Sebagai generasi tua sudah seharusnya mulai berubah pula cara berpikirnya, dengan mengikuti tanda-tanda zaman. Wariskan kepada generasi muda cara berpikir kritis, terbuka dan berdasar data, dengan kedepankan dialog. Mendidik manusia muda agar bermoral, disiplin, bertanggungjawab, mandiri, solider, toleran, santun, menghargai dan menghormati orang lain dan melestarikan alam lingkungan, tidak lagi dengan dogma dan indokteinasi. Mereka perlu dilatih memiliki kemampuan dan karakter seperti itu, bukan hanya dengan teori namun dengan tindakan nyata dan sederhana.
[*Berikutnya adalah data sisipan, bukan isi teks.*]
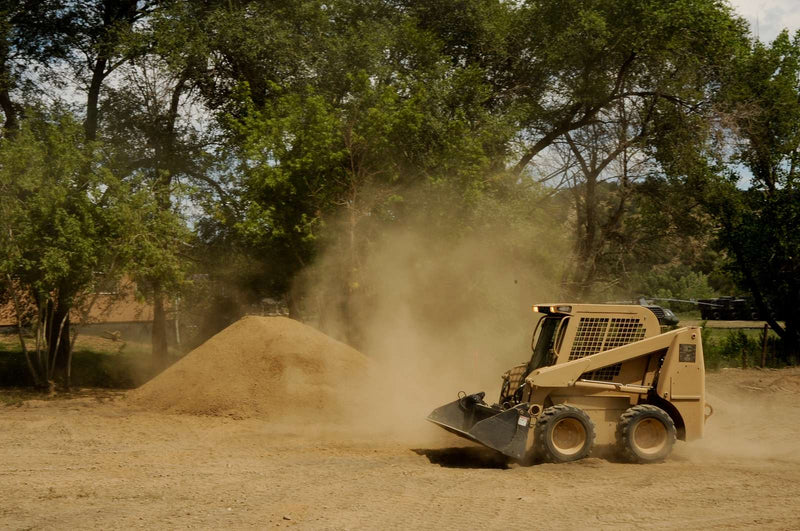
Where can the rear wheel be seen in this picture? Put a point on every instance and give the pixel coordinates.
(645, 434)
(563, 433)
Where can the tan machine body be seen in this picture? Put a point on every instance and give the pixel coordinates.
(599, 375)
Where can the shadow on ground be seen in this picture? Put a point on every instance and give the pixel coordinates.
(464, 457)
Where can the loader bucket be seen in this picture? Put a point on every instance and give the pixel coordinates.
(503, 430)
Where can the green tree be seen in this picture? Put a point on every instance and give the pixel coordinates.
(758, 206)
(69, 229)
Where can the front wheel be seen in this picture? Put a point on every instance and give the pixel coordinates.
(564, 433)
(645, 434)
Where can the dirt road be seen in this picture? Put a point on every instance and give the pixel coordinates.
(95, 462)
Latih mereka sejak dini dengan hal sederhana, seperti antri, membuang sampah pada tempatnya, meletakkan barang pada tempatnya, menjaga kerapian, menaati rambu lalu lintas, makan sendiri, memakai sendiri baju dan kelengkapannya, menjaga barang pribadi, tidak mengambil milik orang, menghargai perbedaan, membantu yang kesulitan, permainan kerjasama, menghormati yang lebih tua, membersihkan lingkungan dan latihan-latihan sederhana yang dilakukan di keluarga, sekokah maupun lingkungan.
Ini lah yang diperlukan dalam kehidupan, bukan menakuti dengan surga dan neraka lagi.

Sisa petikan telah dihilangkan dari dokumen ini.